Le roman érotique a ses thèmes, ses tons, ses styles. Il s'hybride aussi avec d'autres genres : on connaît l'érotisme-SF dont les Japonais sont sans doute les maîtres ("Yapou, bétail humain"), l'érotisme-philisophie de Sade, l'érotisme exotique d'"Emmanuelle", l'érotisme picaresque d'Apollinaire... Je ne connaissais pas le roman érotique dans sa version thriller (au cinéma , je réalise qu'on en avait eu un bon exemple avec "Basic Instinct", quoi que le film tirât davantage vers le thriller) qu'on pourrait définir comme l'art du suspense en matière de désir. Cet aspect-là faisait déjà partie du fameux "50 nuances de Grey". Léa Grosson pousse le curseur plus loin avec "Depuis cette nuit" (Musardine, 2025) : tout y est construit pour que le lecteur s'interroge sur les motivations de la narratrice, joueuse de poker repentie, qui se trouve embarquée dans un jeu de plaisir et de manipulation avec un sombre et bel inconnu, comme dirait Allen.

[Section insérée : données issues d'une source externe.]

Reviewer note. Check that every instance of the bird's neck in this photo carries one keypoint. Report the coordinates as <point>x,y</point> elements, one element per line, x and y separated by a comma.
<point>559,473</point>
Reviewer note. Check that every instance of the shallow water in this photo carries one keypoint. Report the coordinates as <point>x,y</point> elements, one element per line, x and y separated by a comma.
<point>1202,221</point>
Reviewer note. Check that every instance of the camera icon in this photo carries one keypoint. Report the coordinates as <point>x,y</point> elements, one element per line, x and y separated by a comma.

Particularité de ce type d'hybridation : le lecteur hésite entre les attitudes à adopter, ici entre fascination pour les scènes chaudes (la première est redoutable) et attention précise à l'intrigue. Le désir est une mécanique fine !

Faulkner en drôle



Je partage avec Bénédicte Heim le goût des sujets brûlants. Ça n'est pas pour rien qu'elle m'avait longuement interviewé à l'occasion de "Suicide girls". Elle avait été l'une des rares à s'intéresser au détail du texte. À mon tour j'avais découvert sa prose incandescente, ses longues phrases implacables. Depuis j'ai quelque peu délaissé les fictions noires - quoique, le prochain ?... - tout en continuant à la lire. Et j'ai été saisi par "L'inamour" (Quidam, 2022). Aux torrents de prose enflammée succède une forme non pas assagie mais resserrée, plus économe, plus facétieuse aussi en dépit de la gravité du thème : un garçon raconte d'une voix singulière, déformée par la douleur et par un esprit différent, comme on dit pudiquement, une vie de famille martyrisée par un père. Le tout donne un morceau brillant digne de Faulkner pour la densité du flux de conscience et de Twain pour l'humour. Dans quelques jours l'autrice publiera "Ma mère est une pirate" (Edwarda) : on a hâte de connaître ce qui ressemble fort à la deuxième partie d'un diptyque.

dimanche 21 juin 2026

Allais

En quelques mois, les œuvres de ces trois auteurs (Rabelais, Allais, Jarry) se sont imposées comme les Bibles secrètes du Cercle potache - ils en ont l'épaisseur et le côté crypté. Chacun dans leur genre, iIs sont illisibles. Ça pourrait en faire des intrus dans des dîners dont l'ambition profonde est la bonne humeur. Au contraire ! Les jeux de mots, les références improbables, les arcanes sont au principe du potache, le véritable potache, celui qui cherche quelques clés au-delà des apparences.

Suze

Comment ne pas aimer un tel lieu ? Le théâtre "L'anomalie" fait moins penser au roman de Le Tellier qu'à tous ces détails qui font dérailler la réalité pour en exprimer le meilleur. Après avoir siroté le cocktail "Suze-moi" (Suze-concombre-tonic) dans un décor haut de plafond croulant sous les peintures j'ai plongé dans le bain terrifiant de la pièce "L'heure noire" où les cris, les chutes, les trébuchements, les martyrs d'un couple sont exhibés sans ménagement. Les affres de la création servent de prétexte à de savantes récitations de Lautréamont, Garcia Lorca, Barthes - excusez du peu. Le grand souffle de la peste dont parlait Artaud a saisi l'assistance, qui n'en a pas moins quitté la pièce sourire aux lèvres.